Figure 1. Increased SLIT3 production during osteoclast differentiation.

(A) SLIT3 concentrations measured by ELISA in the CM from lineages of osteoclasts (OCs) and osteoblasts (OBs). The levels were normalized by the protein amount of each cell lysate. (B) Quantitative RT-PCR to measure Slit3 levels in RAW264.7 cells. Cells were treated with RANKL (15 ng/ml) for 4 days to induce osteoclast-like cells. Quantitative gene expression analysis was performed by RT-PCR using the LightCycler 480 system. 18S rRNA was used as an internal control. Ratios of Slit3 and 18S rRNA expression levels were calculated using the 2^–ΔΔCT method. (C and D) Quantitative RT-PCR and luciferase assays of Slit3 expression and Slit3 promoter activity, respectively, after transfection with 50 ng cDNAs expressing Creb or NF-κB subunits p50 or p65 for 48 hours, in RAW264.7 cells.

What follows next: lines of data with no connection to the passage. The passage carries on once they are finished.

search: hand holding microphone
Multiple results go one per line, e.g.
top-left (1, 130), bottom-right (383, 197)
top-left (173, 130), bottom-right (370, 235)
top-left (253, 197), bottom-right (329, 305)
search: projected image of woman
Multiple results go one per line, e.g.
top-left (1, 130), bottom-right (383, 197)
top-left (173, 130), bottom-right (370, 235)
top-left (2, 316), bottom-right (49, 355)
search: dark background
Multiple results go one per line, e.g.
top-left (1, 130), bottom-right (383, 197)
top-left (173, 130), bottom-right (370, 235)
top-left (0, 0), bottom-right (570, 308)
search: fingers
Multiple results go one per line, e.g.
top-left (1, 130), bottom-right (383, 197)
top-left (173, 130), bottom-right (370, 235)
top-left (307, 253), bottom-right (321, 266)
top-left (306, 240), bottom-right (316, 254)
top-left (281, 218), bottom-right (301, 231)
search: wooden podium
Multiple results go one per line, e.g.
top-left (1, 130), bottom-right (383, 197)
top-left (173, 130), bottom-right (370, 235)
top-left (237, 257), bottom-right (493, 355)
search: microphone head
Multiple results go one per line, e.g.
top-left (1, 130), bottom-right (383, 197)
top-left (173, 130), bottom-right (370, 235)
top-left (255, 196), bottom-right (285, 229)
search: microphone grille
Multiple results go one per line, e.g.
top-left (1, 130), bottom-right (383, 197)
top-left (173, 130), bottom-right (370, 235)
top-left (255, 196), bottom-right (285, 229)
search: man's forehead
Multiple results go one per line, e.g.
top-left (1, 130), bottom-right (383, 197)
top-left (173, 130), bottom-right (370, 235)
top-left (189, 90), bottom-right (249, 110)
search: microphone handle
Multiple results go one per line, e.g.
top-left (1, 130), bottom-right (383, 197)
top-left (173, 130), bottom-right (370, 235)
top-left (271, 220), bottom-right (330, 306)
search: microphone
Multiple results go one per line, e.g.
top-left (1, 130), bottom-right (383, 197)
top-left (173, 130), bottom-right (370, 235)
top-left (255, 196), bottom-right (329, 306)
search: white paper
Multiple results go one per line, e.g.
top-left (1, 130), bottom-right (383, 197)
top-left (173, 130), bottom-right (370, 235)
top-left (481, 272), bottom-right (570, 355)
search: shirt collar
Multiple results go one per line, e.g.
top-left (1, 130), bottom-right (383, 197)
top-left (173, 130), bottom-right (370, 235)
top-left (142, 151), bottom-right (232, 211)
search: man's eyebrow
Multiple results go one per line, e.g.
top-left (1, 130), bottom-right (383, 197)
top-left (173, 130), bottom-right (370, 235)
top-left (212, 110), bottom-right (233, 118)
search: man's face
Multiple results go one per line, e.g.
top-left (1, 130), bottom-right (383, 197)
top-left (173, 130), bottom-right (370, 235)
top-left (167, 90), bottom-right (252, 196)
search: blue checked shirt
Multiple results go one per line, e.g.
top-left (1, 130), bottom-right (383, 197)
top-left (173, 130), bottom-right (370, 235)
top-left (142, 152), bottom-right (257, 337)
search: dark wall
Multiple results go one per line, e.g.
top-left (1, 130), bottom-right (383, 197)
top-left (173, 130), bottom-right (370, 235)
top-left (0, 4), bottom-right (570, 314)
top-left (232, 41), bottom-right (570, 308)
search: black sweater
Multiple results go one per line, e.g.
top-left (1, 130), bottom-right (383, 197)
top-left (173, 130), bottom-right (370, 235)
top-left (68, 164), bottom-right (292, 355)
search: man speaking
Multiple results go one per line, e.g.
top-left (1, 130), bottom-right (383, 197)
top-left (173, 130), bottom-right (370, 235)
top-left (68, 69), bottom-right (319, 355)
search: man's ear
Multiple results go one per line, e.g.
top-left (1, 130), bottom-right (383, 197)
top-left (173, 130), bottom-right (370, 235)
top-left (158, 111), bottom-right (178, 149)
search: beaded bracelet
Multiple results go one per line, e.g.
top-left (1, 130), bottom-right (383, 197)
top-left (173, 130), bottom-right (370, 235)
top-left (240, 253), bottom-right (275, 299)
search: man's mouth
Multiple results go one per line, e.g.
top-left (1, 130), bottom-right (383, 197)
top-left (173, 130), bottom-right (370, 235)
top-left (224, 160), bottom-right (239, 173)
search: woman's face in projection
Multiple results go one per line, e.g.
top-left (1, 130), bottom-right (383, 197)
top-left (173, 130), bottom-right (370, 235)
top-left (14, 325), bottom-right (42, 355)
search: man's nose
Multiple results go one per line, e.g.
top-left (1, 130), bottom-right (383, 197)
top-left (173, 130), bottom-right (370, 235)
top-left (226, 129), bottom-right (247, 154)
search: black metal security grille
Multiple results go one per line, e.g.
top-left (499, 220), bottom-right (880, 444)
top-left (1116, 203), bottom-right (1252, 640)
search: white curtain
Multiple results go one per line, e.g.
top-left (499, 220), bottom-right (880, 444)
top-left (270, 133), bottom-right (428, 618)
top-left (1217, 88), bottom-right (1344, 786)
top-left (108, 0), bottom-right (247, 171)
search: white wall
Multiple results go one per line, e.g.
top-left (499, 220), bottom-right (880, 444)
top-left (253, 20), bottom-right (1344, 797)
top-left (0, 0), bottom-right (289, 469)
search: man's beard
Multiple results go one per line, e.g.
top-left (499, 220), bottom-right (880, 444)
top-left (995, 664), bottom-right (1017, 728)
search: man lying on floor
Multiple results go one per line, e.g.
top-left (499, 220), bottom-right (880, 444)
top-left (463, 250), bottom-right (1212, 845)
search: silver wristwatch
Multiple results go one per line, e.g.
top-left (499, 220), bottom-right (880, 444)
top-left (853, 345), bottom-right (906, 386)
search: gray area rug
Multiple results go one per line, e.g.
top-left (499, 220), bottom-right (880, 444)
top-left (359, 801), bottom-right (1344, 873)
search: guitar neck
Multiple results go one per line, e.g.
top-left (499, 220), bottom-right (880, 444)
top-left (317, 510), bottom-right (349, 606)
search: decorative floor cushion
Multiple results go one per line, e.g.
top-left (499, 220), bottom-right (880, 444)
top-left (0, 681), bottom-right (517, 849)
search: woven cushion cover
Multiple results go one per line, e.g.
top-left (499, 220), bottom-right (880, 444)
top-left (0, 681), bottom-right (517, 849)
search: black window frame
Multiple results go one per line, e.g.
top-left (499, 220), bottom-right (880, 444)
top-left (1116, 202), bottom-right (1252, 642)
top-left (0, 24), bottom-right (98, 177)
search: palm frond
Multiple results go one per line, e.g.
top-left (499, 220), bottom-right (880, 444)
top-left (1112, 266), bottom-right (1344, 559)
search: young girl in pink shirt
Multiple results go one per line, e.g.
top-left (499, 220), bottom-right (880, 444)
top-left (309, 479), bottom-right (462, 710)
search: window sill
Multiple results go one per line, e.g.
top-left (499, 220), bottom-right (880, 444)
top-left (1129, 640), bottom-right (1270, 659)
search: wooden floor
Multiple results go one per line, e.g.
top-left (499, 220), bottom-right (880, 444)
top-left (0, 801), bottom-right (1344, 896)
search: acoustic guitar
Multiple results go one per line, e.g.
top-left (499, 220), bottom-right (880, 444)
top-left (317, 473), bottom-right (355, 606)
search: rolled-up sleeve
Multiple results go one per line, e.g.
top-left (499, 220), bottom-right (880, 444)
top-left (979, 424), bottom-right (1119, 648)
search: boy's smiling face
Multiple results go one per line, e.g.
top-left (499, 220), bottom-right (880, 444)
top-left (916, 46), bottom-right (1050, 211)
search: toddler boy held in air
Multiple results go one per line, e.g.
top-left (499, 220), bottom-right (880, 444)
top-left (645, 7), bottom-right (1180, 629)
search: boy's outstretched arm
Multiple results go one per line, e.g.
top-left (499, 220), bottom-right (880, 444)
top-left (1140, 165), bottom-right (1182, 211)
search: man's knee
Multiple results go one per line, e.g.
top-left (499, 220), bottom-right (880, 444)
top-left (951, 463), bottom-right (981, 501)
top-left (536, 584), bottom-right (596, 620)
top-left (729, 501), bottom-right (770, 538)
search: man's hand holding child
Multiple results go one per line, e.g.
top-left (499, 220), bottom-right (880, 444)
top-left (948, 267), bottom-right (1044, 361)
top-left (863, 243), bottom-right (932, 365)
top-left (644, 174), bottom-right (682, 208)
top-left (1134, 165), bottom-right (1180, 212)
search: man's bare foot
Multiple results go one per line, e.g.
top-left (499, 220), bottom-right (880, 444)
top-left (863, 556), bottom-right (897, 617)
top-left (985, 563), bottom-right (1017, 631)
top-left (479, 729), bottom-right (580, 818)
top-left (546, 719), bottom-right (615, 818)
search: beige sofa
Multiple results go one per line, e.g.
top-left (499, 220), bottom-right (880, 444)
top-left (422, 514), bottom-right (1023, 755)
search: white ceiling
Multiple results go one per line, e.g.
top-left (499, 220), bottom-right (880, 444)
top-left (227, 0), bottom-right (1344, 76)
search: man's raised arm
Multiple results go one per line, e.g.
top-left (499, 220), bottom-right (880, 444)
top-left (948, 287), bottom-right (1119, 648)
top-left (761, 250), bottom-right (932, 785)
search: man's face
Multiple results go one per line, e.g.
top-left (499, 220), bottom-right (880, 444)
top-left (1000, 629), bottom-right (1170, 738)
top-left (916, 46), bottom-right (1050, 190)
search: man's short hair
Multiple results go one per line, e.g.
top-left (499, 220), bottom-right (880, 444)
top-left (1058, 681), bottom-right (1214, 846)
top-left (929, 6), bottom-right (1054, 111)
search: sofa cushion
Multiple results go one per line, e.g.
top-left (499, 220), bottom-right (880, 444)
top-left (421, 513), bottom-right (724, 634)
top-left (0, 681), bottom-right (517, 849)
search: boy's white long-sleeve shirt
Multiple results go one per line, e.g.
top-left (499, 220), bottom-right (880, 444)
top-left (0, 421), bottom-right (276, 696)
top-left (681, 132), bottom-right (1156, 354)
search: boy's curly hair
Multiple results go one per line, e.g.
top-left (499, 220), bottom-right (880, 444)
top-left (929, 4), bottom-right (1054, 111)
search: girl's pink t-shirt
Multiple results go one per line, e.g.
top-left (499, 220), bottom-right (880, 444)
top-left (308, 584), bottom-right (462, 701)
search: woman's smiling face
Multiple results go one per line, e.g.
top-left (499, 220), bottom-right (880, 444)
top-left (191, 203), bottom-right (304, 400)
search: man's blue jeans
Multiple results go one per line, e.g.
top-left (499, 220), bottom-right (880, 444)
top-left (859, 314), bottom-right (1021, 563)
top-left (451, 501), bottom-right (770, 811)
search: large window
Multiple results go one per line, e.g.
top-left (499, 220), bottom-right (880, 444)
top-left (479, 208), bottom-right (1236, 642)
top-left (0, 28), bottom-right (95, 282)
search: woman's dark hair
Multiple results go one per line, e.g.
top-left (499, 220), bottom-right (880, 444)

The values were normalized to the 18S rRNA level and β-galactosidase activity, respectively. (E and F) Quantitative RT-PCR and luciferase assays before and after pretreatment with inhibitors of NF-κB p50 and CREB (PDTC and KG501, respectively) in BMMs with M-CSF. (G and H) ChIP assay after IP with antibodies against NF-κB p50 and phosphorylated CREB in RAW264.7 cells to assess the activation of these factors at Slit3 promoter regions. RANKL (100 ng/ml) treatment duration was 1 hour. Data are presented as mean ± SEM of 3–4 independent experiments. *P < 0.05 vs. untreated or empty vector–transfected control using the Mann-Whitney U test or Kruskal-Wallis test followed by Bonferroni’s correction.